Some of her questions to Oliver are:

-To whom does the “our” in the slogan refer?

-Whose “business” are the Detroit police officers “Mind’N?”

-Why put a pin with grammatically incorrect language on police officer’s uniforms?

-Are police officer subject to discipline if they refuse to wear the lapel pins?

-Why was money spent on lapel pins rather than addressing more pressing issues in the department?

“I look at it and I have lots of questions,” she said.

Ruth Seymour, who teaches grammar to journalism students at Wayne State University, said the apostrophe did not bother her but she was not “sure that the meaning is crystal clear to the residents on the street.”

“I think it’s unclear, and I think on first glance it suggests that we’re watching businesses instead of residents,” she said.

Her second thought about the slogan was that it separates the department from the community it wants to serve.

It says “I won’t get in your way if you don’t get in mine,” she said.

Moore said the department received about 40 calls from residents Thursday concerned about the button.

“They support the mission - the fresh air that the Detroit police department has taken,” he said. “But they feel that this slogan isn’t appropriate.”

Officers can choose to wear the button or not, he said.

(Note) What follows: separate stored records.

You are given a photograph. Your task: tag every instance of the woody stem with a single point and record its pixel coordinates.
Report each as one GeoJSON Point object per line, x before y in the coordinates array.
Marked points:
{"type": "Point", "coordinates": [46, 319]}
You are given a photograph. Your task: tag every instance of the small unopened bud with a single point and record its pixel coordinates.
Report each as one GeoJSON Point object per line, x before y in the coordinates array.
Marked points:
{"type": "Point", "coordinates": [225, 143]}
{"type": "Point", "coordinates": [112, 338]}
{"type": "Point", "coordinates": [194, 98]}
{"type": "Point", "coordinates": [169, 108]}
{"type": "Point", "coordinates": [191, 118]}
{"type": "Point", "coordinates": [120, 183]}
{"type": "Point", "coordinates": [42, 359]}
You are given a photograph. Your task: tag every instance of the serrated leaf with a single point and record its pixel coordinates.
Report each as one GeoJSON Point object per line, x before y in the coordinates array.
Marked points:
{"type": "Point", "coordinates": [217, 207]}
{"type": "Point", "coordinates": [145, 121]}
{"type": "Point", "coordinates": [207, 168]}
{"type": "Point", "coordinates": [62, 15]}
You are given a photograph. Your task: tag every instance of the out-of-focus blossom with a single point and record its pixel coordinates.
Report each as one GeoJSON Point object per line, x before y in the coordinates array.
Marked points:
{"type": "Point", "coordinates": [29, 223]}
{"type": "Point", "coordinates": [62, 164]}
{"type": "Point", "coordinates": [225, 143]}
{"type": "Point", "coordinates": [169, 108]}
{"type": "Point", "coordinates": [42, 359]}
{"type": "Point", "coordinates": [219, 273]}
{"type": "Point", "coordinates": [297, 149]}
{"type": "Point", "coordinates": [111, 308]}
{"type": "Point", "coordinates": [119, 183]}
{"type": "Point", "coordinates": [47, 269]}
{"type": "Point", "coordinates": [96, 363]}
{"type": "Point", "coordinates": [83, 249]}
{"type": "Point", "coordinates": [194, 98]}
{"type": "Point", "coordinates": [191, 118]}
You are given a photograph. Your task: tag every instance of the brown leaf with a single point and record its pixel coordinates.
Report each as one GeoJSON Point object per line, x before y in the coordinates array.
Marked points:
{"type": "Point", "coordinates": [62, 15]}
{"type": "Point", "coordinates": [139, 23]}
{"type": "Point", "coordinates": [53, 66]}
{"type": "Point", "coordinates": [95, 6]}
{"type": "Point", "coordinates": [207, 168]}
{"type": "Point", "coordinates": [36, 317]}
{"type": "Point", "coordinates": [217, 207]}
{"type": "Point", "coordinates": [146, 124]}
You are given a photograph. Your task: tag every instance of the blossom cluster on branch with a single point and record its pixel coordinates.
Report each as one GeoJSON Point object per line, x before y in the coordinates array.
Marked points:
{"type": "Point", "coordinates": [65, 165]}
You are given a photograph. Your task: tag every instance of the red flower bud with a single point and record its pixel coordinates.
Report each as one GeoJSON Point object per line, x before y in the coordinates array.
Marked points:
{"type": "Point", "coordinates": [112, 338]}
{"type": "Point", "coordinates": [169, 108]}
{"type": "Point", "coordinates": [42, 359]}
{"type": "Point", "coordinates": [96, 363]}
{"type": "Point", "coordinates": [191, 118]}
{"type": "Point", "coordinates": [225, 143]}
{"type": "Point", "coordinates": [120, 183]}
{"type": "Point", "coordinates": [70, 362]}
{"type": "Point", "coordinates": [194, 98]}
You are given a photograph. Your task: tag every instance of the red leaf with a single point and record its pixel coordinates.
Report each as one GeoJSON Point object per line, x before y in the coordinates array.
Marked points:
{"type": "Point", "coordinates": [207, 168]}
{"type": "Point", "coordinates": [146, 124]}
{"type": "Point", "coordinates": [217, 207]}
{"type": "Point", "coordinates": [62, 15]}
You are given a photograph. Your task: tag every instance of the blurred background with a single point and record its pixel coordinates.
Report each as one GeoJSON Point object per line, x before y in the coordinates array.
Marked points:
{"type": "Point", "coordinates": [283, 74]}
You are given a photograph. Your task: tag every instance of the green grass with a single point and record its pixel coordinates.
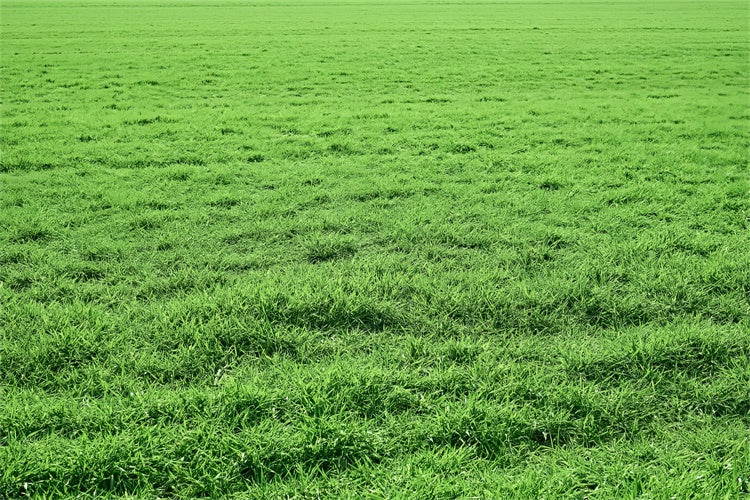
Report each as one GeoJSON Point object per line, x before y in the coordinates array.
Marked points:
{"type": "Point", "coordinates": [380, 250]}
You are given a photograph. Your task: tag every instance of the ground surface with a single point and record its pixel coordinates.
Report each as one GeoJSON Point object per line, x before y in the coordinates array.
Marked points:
{"type": "Point", "coordinates": [402, 249]}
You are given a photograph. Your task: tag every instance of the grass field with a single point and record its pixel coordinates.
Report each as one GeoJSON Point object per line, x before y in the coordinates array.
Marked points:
{"type": "Point", "coordinates": [375, 250]}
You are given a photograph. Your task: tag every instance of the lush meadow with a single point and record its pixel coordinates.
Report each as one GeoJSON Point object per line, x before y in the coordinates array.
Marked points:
{"type": "Point", "coordinates": [385, 250]}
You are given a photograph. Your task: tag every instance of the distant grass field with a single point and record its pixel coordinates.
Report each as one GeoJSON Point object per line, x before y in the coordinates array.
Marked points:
{"type": "Point", "coordinates": [377, 250]}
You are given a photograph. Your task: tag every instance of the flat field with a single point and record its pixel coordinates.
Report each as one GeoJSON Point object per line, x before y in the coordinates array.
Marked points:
{"type": "Point", "coordinates": [374, 249]}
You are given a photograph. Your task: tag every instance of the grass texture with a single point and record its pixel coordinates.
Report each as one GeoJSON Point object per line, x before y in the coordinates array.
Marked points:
{"type": "Point", "coordinates": [375, 250]}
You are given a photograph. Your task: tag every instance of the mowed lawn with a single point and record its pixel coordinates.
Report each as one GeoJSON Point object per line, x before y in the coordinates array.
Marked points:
{"type": "Point", "coordinates": [395, 249]}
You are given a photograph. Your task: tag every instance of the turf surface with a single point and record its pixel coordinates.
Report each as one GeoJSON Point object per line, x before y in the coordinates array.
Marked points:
{"type": "Point", "coordinates": [395, 249]}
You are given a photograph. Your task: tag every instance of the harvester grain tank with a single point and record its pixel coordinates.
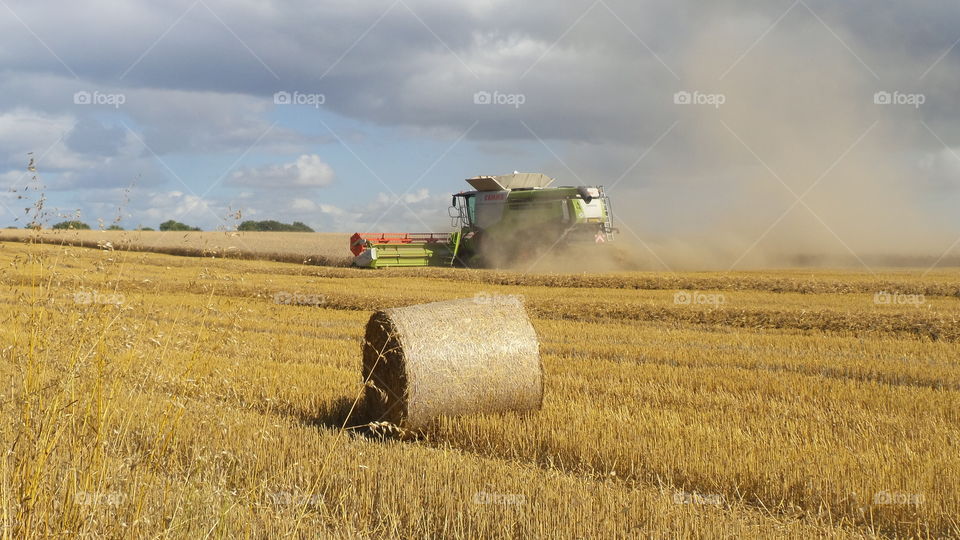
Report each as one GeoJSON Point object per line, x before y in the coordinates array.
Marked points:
{"type": "Point", "coordinates": [505, 219]}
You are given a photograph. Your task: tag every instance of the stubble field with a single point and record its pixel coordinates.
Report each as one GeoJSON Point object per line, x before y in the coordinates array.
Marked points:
{"type": "Point", "coordinates": [147, 395]}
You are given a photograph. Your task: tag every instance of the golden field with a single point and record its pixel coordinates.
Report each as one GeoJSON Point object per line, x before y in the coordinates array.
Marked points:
{"type": "Point", "coordinates": [309, 248]}
{"type": "Point", "coordinates": [147, 395]}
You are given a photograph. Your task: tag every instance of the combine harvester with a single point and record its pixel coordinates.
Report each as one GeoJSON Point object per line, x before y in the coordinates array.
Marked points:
{"type": "Point", "coordinates": [504, 220]}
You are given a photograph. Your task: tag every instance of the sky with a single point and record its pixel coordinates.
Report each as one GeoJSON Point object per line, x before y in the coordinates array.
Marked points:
{"type": "Point", "coordinates": [727, 129]}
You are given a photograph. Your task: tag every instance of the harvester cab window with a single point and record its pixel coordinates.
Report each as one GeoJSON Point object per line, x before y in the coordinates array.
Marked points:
{"type": "Point", "coordinates": [471, 208]}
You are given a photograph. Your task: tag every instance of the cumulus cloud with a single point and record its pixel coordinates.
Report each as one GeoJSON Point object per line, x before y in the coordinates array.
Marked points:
{"type": "Point", "coordinates": [308, 171]}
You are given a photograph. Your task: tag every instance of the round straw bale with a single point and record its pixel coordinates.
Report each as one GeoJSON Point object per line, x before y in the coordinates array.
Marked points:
{"type": "Point", "coordinates": [451, 358]}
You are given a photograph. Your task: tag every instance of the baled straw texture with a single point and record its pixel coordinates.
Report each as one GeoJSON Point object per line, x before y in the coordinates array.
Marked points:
{"type": "Point", "coordinates": [451, 358]}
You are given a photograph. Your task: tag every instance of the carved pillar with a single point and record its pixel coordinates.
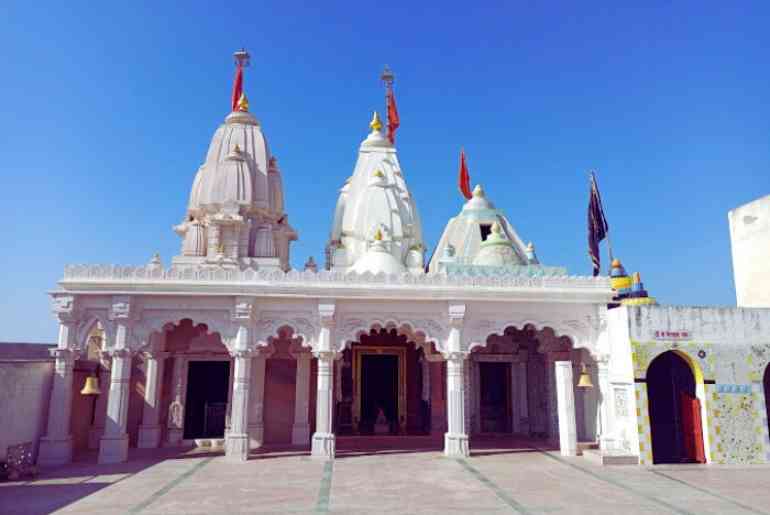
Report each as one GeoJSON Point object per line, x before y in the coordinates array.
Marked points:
{"type": "Point", "coordinates": [257, 390]}
{"type": "Point", "coordinates": [56, 445]}
{"type": "Point", "coordinates": [100, 409]}
{"type": "Point", "coordinates": [323, 445]}
{"type": "Point", "coordinates": [565, 400]}
{"type": "Point", "coordinates": [300, 432]}
{"type": "Point", "coordinates": [237, 444]}
{"type": "Point", "coordinates": [150, 430]}
{"type": "Point", "coordinates": [113, 447]}
{"type": "Point", "coordinates": [455, 439]}
{"type": "Point", "coordinates": [175, 422]}
{"type": "Point", "coordinates": [604, 431]}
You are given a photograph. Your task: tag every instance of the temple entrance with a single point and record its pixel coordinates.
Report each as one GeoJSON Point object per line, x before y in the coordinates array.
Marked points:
{"type": "Point", "coordinates": [379, 394]}
{"type": "Point", "coordinates": [675, 414]}
{"type": "Point", "coordinates": [766, 384]}
{"type": "Point", "coordinates": [206, 404]}
{"type": "Point", "coordinates": [495, 397]}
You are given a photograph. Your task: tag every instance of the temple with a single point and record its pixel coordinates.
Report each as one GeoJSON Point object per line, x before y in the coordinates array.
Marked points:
{"type": "Point", "coordinates": [229, 346]}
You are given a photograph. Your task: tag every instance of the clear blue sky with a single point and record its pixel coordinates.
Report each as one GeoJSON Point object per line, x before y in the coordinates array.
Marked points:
{"type": "Point", "coordinates": [107, 112]}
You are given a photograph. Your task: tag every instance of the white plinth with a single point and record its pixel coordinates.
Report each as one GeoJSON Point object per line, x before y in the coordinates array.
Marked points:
{"type": "Point", "coordinates": [113, 449]}
{"type": "Point", "coordinates": [55, 451]}
{"type": "Point", "coordinates": [300, 434]}
{"type": "Point", "coordinates": [456, 445]}
{"type": "Point", "coordinates": [149, 437]}
{"type": "Point", "coordinates": [323, 446]}
{"type": "Point", "coordinates": [237, 447]}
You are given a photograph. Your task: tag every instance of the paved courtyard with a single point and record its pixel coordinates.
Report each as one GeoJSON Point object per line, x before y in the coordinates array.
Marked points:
{"type": "Point", "coordinates": [413, 480]}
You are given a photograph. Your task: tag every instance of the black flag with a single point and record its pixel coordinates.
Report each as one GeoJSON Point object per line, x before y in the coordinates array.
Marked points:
{"type": "Point", "coordinates": [597, 225]}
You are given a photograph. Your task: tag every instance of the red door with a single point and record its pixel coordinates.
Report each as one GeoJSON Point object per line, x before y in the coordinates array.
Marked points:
{"type": "Point", "coordinates": [692, 428]}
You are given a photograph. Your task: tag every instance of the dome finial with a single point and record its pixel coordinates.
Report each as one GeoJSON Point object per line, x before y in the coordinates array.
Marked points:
{"type": "Point", "coordinates": [375, 124]}
{"type": "Point", "coordinates": [243, 103]}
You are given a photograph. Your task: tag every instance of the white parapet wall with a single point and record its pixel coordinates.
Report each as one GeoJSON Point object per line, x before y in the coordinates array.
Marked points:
{"type": "Point", "coordinates": [750, 242]}
{"type": "Point", "coordinates": [25, 388]}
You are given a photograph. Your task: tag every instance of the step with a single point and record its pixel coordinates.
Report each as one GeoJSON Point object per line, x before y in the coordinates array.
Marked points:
{"type": "Point", "coordinates": [596, 456]}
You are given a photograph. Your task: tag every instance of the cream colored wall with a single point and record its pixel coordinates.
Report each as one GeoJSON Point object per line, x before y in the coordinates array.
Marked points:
{"type": "Point", "coordinates": [750, 242]}
{"type": "Point", "coordinates": [25, 389]}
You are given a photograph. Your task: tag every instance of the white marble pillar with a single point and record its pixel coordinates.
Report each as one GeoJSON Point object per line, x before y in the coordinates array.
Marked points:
{"type": "Point", "coordinates": [323, 445]}
{"type": "Point", "coordinates": [300, 431]}
{"type": "Point", "coordinates": [605, 415]}
{"type": "Point", "coordinates": [150, 430]}
{"type": "Point", "coordinates": [257, 391]}
{"type": "Point", "coordinates": [175, 422]}
{"type": "Point", "coordinates": [113, 447]}
{"type": "Point", "coordinates": [456, 439]}
{"type": "Point", "coordinates": [565, 401]}
{"type": "Point", "coordinates": [522, 388]}
{"type": "Point", "coordinates": [56, 445]}
{"type": "Point", "coordinates": [237, 443]}
{"type": "Point", "coordinates": [96, 431]}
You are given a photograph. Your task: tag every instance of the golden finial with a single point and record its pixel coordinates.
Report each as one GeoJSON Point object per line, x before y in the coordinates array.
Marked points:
{"type": "Point", "coordinates": [243, 103]}
{"type": "Point", "coordinates": [375, 124]}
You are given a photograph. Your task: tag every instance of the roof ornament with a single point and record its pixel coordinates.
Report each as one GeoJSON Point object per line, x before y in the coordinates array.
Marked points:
{"type": "Point", "coordinates": [375, 124]}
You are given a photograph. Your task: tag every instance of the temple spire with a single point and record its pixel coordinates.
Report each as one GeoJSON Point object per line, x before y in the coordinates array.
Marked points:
{"type": "Point", "coordinates": [242, 59]}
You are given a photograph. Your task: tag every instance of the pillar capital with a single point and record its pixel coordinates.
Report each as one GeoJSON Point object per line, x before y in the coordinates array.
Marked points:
{"type": "Point", "coordinates": [456, 315]}
{"type": "Point", "coordinates": [326, 312]}
{"type": "Point", "coordinates": [64, 308]}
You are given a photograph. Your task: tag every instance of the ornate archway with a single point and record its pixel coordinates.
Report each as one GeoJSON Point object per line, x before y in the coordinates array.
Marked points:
{"type": "Point", "coordinates": [675, 410]}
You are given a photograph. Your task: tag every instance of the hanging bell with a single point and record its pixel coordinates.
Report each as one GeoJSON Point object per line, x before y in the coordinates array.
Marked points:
{"type": "Point", "coordinates": [91, 387]}
{"type": "Point", "coordinates": [585, 379]}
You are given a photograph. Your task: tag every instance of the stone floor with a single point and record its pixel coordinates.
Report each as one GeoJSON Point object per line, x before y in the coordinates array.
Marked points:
{"type": "Point", "coordinates": [391, 478]}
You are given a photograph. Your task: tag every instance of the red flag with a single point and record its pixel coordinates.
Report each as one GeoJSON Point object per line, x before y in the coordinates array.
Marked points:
{"type": "Point", "coordinates": [465, 178]}
{"type": "Point", "coordinates": [237, 86]}
{"type": "Point", "coordinates": [393, 121]}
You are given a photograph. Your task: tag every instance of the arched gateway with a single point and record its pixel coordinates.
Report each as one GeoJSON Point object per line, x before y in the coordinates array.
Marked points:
{"type": "Point", "coordinates": [231, 344]}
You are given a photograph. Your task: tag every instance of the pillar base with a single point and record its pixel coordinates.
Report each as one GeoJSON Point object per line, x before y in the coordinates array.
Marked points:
{"type": "Point", "coordinates": [323, 446]}
{"type": "Point", "coordinates": [256, 436]}
{"type": "Point", "coordinates": [113, 449]}
{"type": "Point", "coordinates": [237, 447]}
{"type": "Point", "coordinates": [149, 437]}
{"type": "Point", "coordinates": [300, 434]}
{"type": "Point", "coordinates": [175, 437]}
{"type": "Point", "coordinates": [456, 445]}
{"type": "Point", "coordinates": [94, 435]}
{"type": "Point", "coordinates": [55, 451]}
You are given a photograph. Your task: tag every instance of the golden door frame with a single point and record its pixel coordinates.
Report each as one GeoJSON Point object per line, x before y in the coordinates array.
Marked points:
{"type": "Point", "coordinates": [358, 353]}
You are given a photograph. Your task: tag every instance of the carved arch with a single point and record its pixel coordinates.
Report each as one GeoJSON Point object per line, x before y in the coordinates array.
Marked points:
{"type": "Point", "coordinates": [578, 332]}
{"type": "Point", "coordinates": [421, 332]}
{"type": "Point", "coordinates": [268, 327]}
{"type": "Point", "coordinates": [159, 321]}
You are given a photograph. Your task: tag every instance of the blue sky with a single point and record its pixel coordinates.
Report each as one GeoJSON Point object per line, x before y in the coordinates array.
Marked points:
{"type": "Point", "coordinates": [107, 112]}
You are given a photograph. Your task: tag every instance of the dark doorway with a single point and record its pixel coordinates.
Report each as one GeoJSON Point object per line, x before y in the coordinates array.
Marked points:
{"type": "Point", "coordinates": [206, 404]}
{"type": "Point", "coordinates": [495, 401]}
{"type": "Point", "coordinates": [675, 419]}
{"type": "Point", "coordinates": [379, 390]}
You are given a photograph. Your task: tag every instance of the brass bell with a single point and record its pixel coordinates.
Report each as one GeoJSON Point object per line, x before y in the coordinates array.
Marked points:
{"type": "Point", "coordinates": [91, 387]}
{"type": "Point", "coordinates": [585, 379]}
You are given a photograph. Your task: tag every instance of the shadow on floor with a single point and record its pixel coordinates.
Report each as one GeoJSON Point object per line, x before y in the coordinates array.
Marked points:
{"type": "Point", "coordinates": [57, 487]}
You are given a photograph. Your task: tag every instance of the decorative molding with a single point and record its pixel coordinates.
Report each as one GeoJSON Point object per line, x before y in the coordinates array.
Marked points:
{"type": "Point", "coordinates": [421, 331]}
{"type": "Point", "coordinates": [478, 331]}
{"type": "Point", "coordinates": [220, 275]}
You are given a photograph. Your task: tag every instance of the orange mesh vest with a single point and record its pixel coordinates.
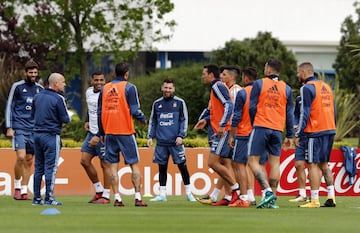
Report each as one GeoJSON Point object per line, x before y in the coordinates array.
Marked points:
{"type": "Point", "coordinates": [216, 112]}
{"type": "Point", "coordinates": [115, 113]}
{"type": "Point", "coordinates": [244, 128]}
{"type": "Point", "coordinates": [271, 107]}
{"type": "Point", "coordinates": [322, 116]}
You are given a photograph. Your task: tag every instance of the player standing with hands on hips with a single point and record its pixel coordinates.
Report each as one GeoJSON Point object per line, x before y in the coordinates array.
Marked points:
{"type": "Point", "coordinates": [168, 124]}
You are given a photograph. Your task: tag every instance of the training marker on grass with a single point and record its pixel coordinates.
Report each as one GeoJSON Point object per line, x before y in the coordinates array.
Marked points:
{"type": "Point", "coordinates": [50, 211]}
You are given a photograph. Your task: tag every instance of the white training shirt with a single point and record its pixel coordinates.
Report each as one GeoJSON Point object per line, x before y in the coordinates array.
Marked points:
{"type": "Point", "coordinates": [92, 103]}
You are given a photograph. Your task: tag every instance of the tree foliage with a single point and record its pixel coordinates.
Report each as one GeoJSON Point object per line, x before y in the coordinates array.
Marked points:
{"type": "Point", "coordinates": [347, 63]}
{"type": "Point", "coordinates": [188, 85]}
{"type": "Point", "coordinates": [118, 27]}
{"type": "Point", "coordinates": [255, 52]}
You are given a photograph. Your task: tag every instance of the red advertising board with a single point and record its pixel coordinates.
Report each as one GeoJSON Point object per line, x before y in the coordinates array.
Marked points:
{"type": "Point", "coordinates": [72, 180]}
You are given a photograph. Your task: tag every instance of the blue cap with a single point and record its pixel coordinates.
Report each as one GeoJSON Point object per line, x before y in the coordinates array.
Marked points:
{"type": "Point", "coordinates": [50, 211]}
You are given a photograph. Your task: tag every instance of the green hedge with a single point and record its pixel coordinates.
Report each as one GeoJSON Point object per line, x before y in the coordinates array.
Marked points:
{"type": "Point", "coordinates": [69, 143]}
{"type": "Point", "coordinates": [188, 142]}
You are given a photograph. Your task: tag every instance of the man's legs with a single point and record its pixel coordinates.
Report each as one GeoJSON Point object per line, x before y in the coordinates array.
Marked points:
{"type": "Point", "coordinates": [301, 179]}
{"type": "Point", "coordinates": [22, 171]}
{"type": "Point", "coordinates": [329, 179]}
{"type": "Point", "coordinates": [214, 162]}
{"type": "Point", "coordinates": [86, 163]}
{"type": "Point", "coordinates": [314, 177]}
{"type": "Point", "coordinates": [162, 182]}
{"type": "Point", "coordinates": [241, 178]}
{"type": "Point", "coordinates": [136, 180]}
{"type": "Point", "coordinates": [186, 179]}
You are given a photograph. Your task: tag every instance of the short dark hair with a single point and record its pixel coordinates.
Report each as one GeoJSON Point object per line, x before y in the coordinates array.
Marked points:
{"type": "Point", "coordinates": [121, 68]}
{"type": "Point", "coordinates": [31, 64]}
{"type": "Point", "coordinates": [96, 72]}
{"type": "Point", "coordinates": [234, 69]}
{"type": "Point", "coordinates": [274, 64]}
{"type": "Point", "coordinates": [250, 72]}
{"type": "Point", "coordinates": [168, 80]}
{"type": "Point", "coordinates": [214, 69]}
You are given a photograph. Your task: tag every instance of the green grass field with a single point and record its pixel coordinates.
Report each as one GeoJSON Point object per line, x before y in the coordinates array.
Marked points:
{"type": "Point", "coordinates": [177, 215]}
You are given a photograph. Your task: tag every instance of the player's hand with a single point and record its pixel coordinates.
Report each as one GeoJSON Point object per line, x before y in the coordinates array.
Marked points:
{"type": "Point", "coordinates": [94, 141]}
{"type": "Point", "coordinates": [231, 142]}
{"type": "Point", "coordinates": [149, 142]}
{"type": "Point", "coordinates": [86, 126]}
{"type": "Point", "coordinates": [221, 132]}
{"type": "Point", "coordinates": [286, 144]}
{"type": "Point", "coordinates": [297, 142]}
{"type": "Point", "coordinates": [200, 124]}
{"type": "Point", "coordinates": [10, 133]}
{"type": "Point", "coordinates": [143, 123]}
{"type": "Point", "coordinates": [179, 141]}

The bid by the Richmond company was lower than two bids by Detroit companies, Moore said.

However, Mahaffey said she wants to know why a general bid did not go out alerting companies through business publications that there was potential business.

“City money can not be spent unless the council approves the contract,” she said. “I’m not accusing anybody of anything. I just want answers. I think we all deserve answers.”